Schoolkids in villages fare poorly in reading Punjabi
Only 34% students of Class III at Punjab Government schools in rural areas can read a Class II-level text, reveals the Annual Status of Education Report (ASER)-2024 for Rural India.
However, government schools have performed better than private ones when it comes to reading ability and solving the arithmetic problems.
Shockingly, over 15% of the Class III students, both of government and private schools, can just read alphabets in Gurmukhi script but not words, and 4.6% students couldn’t even read Punjabi letters.
Punjab betters national average on infra front
- Mid-Day meal was served in 97.4% of the schools, compared with the national figure of 91.9%
- 2.8% of the schools surveyed had no library compared with the national figure of 17.5%
- 81.2% had useable toilets against the national average of 79%
- 77% of the schools have separate usable toilets for girls against the national average of 72%
- 31.7% students use computers against national average of 11.1%
The survey on learning levels of children in rural Punjab revealed that 28% per cent of Class III students can read Class I-level text while only 34% of them were able to read Class II-level text.

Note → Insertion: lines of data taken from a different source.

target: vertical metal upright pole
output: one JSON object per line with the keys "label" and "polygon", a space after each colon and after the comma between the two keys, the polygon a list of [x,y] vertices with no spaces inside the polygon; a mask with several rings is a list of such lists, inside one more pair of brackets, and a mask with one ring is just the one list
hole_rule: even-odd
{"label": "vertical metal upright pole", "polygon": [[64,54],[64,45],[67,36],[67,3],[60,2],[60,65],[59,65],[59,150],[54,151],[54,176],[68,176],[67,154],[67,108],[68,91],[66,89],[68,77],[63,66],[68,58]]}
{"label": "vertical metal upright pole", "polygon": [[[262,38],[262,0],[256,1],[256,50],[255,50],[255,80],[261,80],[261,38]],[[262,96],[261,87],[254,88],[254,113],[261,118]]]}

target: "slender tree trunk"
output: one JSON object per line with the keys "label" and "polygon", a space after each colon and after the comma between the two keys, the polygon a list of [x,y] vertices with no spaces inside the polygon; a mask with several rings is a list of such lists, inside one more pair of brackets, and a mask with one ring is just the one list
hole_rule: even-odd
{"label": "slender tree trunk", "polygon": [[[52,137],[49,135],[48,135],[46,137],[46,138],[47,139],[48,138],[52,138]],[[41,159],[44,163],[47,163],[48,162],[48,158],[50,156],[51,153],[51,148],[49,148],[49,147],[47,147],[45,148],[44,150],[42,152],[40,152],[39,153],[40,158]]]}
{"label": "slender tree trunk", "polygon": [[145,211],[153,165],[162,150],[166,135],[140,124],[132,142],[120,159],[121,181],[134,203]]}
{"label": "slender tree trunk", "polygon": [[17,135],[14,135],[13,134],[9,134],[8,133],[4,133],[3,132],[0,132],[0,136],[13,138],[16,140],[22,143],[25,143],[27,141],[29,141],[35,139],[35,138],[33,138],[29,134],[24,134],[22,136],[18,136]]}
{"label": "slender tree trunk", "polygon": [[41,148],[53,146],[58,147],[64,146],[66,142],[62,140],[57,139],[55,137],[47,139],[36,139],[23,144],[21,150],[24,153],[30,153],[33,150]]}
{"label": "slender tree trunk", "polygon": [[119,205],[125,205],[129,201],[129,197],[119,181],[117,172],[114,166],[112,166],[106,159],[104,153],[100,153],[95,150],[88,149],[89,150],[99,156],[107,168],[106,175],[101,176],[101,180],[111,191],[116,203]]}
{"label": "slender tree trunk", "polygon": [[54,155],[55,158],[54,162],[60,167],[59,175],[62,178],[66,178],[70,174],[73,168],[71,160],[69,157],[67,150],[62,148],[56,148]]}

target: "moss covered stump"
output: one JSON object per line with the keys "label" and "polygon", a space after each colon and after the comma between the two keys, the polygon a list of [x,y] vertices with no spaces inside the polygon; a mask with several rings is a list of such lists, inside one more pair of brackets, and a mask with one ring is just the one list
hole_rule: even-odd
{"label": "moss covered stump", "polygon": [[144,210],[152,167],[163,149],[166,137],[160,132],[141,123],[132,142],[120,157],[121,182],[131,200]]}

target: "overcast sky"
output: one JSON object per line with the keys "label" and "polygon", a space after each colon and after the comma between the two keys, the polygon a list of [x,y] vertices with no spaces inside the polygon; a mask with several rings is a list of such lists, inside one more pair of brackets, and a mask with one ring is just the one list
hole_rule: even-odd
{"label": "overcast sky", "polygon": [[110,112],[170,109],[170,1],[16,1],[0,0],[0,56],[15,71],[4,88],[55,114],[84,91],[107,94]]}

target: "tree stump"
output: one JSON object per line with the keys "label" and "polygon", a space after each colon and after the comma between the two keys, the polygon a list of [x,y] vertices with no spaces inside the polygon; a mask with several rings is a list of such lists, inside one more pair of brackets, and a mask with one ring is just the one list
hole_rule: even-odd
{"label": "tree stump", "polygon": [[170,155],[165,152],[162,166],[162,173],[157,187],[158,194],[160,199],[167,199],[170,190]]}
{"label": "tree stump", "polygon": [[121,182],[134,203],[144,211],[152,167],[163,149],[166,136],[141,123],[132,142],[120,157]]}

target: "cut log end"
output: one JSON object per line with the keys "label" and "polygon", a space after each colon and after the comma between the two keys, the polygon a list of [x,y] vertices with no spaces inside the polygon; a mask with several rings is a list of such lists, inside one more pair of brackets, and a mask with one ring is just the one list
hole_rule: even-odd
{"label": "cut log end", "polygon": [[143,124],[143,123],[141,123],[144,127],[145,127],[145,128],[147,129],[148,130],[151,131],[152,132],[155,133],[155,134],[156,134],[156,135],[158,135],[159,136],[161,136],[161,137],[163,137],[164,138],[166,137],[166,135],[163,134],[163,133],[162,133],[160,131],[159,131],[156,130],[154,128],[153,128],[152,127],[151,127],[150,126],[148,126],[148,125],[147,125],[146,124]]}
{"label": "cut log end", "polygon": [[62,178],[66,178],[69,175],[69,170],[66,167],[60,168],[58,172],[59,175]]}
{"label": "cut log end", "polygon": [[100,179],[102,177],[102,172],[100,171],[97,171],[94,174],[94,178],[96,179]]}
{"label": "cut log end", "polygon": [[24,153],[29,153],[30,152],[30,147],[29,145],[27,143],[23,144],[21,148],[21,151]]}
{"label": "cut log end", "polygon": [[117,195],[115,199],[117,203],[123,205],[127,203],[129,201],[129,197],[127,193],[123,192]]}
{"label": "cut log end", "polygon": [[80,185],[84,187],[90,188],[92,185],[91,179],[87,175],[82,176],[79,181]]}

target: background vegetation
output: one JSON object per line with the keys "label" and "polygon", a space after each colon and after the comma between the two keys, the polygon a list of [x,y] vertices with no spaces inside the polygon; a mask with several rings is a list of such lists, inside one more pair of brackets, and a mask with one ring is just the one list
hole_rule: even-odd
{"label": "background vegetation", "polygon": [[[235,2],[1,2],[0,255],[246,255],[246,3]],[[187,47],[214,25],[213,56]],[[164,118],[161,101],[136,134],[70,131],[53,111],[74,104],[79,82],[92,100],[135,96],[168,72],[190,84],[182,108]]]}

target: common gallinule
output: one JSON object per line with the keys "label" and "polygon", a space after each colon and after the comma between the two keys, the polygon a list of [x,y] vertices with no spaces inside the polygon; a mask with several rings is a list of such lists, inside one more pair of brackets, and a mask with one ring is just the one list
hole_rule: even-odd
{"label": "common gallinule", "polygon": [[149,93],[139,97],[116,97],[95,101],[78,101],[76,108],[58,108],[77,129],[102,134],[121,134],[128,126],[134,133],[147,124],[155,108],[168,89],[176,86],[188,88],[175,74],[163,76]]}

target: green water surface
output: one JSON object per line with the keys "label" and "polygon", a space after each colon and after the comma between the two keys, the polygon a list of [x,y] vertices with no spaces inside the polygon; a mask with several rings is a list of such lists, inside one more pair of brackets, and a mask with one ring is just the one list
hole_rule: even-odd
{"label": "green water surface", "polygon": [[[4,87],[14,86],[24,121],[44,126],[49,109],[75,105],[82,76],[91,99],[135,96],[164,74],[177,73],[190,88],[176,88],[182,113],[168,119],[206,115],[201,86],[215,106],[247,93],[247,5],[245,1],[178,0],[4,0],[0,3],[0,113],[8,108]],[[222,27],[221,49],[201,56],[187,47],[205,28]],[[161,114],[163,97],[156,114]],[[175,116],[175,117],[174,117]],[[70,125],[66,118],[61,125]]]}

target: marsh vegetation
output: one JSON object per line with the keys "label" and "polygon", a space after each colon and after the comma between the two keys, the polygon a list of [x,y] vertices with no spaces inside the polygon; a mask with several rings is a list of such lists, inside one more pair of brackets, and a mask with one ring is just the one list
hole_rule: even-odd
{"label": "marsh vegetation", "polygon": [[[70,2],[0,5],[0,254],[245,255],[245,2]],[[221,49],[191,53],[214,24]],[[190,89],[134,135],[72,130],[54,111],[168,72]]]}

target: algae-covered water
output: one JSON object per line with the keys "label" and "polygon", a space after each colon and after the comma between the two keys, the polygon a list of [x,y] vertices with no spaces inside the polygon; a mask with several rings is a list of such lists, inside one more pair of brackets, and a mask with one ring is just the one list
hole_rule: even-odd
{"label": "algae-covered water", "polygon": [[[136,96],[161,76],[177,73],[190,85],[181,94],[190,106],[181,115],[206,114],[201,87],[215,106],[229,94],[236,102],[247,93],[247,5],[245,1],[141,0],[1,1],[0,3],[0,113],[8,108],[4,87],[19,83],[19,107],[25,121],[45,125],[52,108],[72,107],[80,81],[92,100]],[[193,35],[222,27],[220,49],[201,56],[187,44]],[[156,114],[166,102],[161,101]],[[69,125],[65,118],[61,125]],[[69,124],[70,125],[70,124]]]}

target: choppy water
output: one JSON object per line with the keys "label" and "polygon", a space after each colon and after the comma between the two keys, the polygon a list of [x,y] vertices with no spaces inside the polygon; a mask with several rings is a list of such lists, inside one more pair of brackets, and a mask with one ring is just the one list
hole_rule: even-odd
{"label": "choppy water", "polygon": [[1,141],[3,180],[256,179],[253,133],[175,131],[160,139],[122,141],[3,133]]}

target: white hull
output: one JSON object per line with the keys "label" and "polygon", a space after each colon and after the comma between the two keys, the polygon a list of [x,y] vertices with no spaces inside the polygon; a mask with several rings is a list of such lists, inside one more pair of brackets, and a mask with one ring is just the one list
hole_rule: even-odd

The zonal manager for ASER in Punjab, Prabhsimran Singh said 600 villages, 11,967 households and 20,226 children in the age group of 3 to 16 were part of the rural survey. “Though there has been a significant improvement in solving arithmetic problems, the reading abilities still remain a cause for concern,” he said.
In terms of solving arithmetic problems, at least 51% of government schools could do subtraction. Since the 2022 survey, government schools have gained by 3.4% in terms of reading ability when compared with private schools, who have seen a drop of 0.9% per cent.
Only 40.3% students in private schools were able to read properly against 41.2% since 2022.